I’ve been dabbling in OS development. I started with rust and it was… ok. Lots of what you’d expect: unsafe all over the place, weird borrow checker work arounds. It felt like I was bending the languages arm.
I recently started to re implement the (admittedly very basic) kernel in Zig and it’s been a breath of fresh air. The language seems much better suited for the level of abstraction that Osdev lives at. Major bonus is that all the existing C code is directly useable in a zig project without any wrapper nonsense or it can be easily translated.
I think base Rust is a great language, but the ecosystem tends towards very complex and overengineered solutions; with advanced uses/abuses of macros and the type system, trait hell ends up being not too dissimilar to template hell from C++. And the async/await story is plagued with layers and layers of complexity due to the many obtuse interactions with its lifetime system.
Rust honestly probably should've gone with its original idea of green threads/channels, like GC-less Go, but that idea was dropped a long time ago.
"Joy" is always highest for new languages, because there are only green fields and enthusiasts. "Joy" is also increased by languages that let you just do what you want, like dynamic typing, or other language features that delay seeing that first error.
This is a good point. Zig is practically optimized for this: comptime is extremely dynamically typed compared to actual generics, and the lack of memory safety is often "a breath of fresh air"--until you have to actually fix bugs (including security bugs) resulting from it.
It's like the "joy" of a good vacation paid for with a credit card.

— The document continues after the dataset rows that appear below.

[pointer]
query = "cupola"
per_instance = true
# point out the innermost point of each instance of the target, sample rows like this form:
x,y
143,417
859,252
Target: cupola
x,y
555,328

I appreciate Zig and hope it succeeds. I don't dismiss the benefits of Rust like some comments though; the borrow checker or unsafe syntax may be a pain now, but so is saving money before a vacation.
> Rust is still popular but it turns out the developer joy is pretty low.
Rust is one of the language I enjoy to use. The problem is you need to overcome its steep learning curve in order to enjoy it, which people tend to give up because it is too hard.
For me, it wasn’t the learning curve that was the problem with Rust. It’s the compilation time. It’s just so slow. I’m used to OCaml, Go, and Typescript (via Bun or esbuild) with iteration times in the tens-to-low-hundreds of milliseconds. Zig still feels a wee bit slow, but it’s acceptable. Rust? It makes me want to toss my laptop into the fire.
To be honest, I haven’t touched Rust in years, so it may have improved.
It has improved continually over the years, but on the order of 3x-5x, and by the way you talk about it, you’re looking for 10x-100x, so I doubt it’s not still an issue for you.
Which to me is fine. It's not a great hobby language but it is a fantastic professional language, precisely because of the ease of refactors and speed of development that comes with the type system and borrow checker.
> It's not a great hobby language but it is a fantastic professional language,
I never thought I'd live to see the day when someone would say this. The first 5 years of Rust were all "this is interesting for hobby projects but nobody will ever adopt this in industry".
The programming world is much larger than this small slice of the internet, though. HN has had several eras of “this is the hot new fad language and you should use it!”, going as far back as Lisp in the mid-2000s.
It will likely continue to experience this cycle until the heat death of the universe.
I'm happy to revise what I said from "Rust keeps winning" to "Rust continually won" if you want to nitpick my choice of verb tenses. It refutes the idea that the "developer joy is pretty low" either way.
Yes, you have correctly pointed out that there are some developers who are unhappy with Rust.
I don't really care to have an argument as to whether "Rust has peaked" or not. Rust is the same language now as it was in 2023, and 2022, and 2021, etc., and developers liked it then. That's all.
> A pile of evidence refutes your statement. There is more if you need.
There are only two kinds of languages: the ones people complain about and the ones nobody uses
Of course some people are going to complain about Rust (for many various reasons, and had you read the links you posted, you'd have noticed that they all moved to a different one: C++, Zig or C#), the question is which share of it do, and the answer is a smaller one than in other mainstream languages.
Rust is still popular but it turns out the developer joy is pretty low.